Last term, Grade 3/4 students learnt all about totem poles from the Pacific Northwest. We looked at the artworks of the Haida people in particular. Students chose an animal and did a series of developmental sketches and drawings, followed by a collage as their final piece. These collages were then put together to form a totem pole. Over the term, students learnt about white settlement in America and the effect it had on the First People’s of America. It was interesting (and great) to hear some of the conversations around the unethical treatment of Native Americans and their cultural identity. Our students at Bell definitely have strong moral compasses. Students also learnt about the cultural significance of totem poles in Native American tribes and the meaning behind the chosen animals. If you would like to see this display, it’s just outside the art room in the main hallway.
Last term we read the book The Bushwalk By Sandra Kendell and Prep students created a bushwalk artwork using soil, dry pastels for the gum leaves and footprints and paint for their animal. This was a great artwork as it allowed students to work with a variety of different mediums. Students could pick between a range of different Australian animals to put on their artwork, which let them have a more independent drawing experience than in previous terms. Below are some photos of their fantastic work! You can also visit the display, just on the left as you walk down the hallway in the main building.

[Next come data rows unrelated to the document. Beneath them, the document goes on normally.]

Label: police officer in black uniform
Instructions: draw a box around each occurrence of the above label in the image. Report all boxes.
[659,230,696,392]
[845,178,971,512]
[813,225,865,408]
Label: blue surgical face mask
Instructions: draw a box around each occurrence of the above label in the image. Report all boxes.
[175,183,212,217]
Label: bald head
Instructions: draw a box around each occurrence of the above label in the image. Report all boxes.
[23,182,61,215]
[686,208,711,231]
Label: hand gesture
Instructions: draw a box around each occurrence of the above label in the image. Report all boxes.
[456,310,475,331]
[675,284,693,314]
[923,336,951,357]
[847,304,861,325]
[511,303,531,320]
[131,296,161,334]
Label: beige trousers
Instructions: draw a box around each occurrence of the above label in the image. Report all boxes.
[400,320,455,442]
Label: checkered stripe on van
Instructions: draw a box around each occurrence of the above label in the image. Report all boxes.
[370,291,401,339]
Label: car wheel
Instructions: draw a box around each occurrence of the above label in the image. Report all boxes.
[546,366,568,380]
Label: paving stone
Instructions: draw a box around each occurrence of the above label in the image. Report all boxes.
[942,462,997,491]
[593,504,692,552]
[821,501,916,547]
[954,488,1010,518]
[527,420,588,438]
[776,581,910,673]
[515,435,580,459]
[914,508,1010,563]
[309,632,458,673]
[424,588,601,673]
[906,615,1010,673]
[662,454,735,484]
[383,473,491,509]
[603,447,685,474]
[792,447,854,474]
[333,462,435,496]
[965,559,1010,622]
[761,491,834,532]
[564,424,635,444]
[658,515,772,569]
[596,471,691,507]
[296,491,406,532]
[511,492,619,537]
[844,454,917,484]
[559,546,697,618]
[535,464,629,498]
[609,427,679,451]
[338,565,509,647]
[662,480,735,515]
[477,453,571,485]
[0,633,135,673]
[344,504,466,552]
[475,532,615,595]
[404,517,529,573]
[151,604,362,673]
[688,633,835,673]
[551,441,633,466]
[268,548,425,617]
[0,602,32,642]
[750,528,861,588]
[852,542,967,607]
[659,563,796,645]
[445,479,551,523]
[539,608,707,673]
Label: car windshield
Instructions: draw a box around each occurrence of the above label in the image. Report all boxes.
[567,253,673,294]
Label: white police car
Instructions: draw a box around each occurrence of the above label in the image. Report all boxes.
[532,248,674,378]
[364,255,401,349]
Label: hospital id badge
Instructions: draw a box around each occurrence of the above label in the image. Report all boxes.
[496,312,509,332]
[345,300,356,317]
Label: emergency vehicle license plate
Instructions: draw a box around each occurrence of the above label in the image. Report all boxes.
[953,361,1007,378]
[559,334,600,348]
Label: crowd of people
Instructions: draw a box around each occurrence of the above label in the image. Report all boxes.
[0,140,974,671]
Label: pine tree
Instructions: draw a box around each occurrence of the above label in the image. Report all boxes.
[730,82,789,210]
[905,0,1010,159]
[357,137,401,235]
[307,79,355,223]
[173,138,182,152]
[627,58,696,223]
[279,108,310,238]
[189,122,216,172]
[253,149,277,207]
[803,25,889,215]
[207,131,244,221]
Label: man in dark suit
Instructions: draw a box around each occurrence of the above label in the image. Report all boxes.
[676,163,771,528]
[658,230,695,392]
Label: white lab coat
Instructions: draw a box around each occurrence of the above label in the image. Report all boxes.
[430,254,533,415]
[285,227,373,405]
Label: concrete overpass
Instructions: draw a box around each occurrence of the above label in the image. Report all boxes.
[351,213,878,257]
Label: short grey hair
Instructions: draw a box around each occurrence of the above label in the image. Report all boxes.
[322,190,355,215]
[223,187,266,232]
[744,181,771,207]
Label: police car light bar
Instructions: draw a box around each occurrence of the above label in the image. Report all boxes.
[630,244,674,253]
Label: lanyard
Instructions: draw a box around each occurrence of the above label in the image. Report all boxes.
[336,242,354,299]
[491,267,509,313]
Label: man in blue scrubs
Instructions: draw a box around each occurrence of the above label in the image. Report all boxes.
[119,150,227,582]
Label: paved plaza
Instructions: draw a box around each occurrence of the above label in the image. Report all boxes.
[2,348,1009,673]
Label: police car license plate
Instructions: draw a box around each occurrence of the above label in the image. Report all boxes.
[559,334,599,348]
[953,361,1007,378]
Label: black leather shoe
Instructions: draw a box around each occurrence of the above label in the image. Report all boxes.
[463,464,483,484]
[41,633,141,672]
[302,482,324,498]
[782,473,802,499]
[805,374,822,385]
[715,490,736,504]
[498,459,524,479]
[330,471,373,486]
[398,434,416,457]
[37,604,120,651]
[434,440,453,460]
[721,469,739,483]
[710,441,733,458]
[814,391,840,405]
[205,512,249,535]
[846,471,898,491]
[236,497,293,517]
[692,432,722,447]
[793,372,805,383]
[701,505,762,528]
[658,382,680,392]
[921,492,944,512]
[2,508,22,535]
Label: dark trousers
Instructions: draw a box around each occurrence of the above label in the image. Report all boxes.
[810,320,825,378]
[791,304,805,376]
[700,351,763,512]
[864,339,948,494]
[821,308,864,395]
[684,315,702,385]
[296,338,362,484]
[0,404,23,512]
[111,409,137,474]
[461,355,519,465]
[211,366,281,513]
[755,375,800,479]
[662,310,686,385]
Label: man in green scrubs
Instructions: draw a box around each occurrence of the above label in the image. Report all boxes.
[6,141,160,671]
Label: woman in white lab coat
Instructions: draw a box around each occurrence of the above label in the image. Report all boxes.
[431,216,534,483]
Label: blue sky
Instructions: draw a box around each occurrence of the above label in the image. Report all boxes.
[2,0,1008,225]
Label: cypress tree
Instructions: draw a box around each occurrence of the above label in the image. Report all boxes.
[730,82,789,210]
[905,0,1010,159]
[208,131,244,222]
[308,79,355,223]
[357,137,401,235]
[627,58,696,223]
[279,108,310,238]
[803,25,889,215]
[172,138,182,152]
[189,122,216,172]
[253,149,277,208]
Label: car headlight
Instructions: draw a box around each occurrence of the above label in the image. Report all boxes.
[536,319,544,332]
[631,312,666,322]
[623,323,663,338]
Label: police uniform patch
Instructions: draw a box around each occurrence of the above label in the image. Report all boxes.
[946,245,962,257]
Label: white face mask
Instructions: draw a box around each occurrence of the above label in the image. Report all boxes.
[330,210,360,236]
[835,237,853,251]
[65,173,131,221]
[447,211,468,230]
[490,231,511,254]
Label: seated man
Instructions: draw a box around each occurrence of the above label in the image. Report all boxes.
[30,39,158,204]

This term, Prep students will be introduced to composition by exploring pitch and other important musical elements. Students will learn how to sing then play simple melodies on tuned percussion instruments. They will deconstruct these melodies by looking at how music can be written into groups and then students will create their own melodies. Preps will also learn that instruments can be categorised into different families according to their characteristics and how they are played.
Grade 1 and 2
Boom-whacker, boom, BOOM!! This term, Grade 1 and 2 students will learn all about the percussive colourful tubes called Boomwhackers. Each tube makes its own pitch (note) when struck and they’re super fun to play! Students will learn to play short repeated patterns called ostinatos and begin looking at simple melodic patterns. They will compose their own short pieces with rhythmic patterns using musical notation. Each group will perform their pieces to the class and students will be encouraged to give feedback to their peers using correct musical terminology.
Grade 3 and 4
Tying in closely with their work in Art, Grade 3s and 4s are focusing on the music of the Native Americans. We will discover the significance of music in their culture and how it is used as an important form of storytelling. Students will learn chants from various tribes and find out about traditional instruments and how they were made. We will listen to and analyse Native American songs and discover how they are linked to other art-forms such as dance. Students will work in small groups to compose their own short piece in the musical style of a particular Native American tribe.
Grade 5 and 6
In Term 4, Grade 5/6 students will be going Back to the Future! This term is all about Science Fiction (Sci-Fi) and how composers use technology and the elements of music to create a world of chaos and mystery. Students will set upon a mini-inquiry into the Science Fiction genre and plan out their own Sci-Fi story using digital Mind Mapping tools. They will unleash their creativity and compose their own Sci-Fi music to represent their main characters using the Soundation program. We will also be listening to and analysing classic Sci-Fi music by composers such as John Williams and James Horner.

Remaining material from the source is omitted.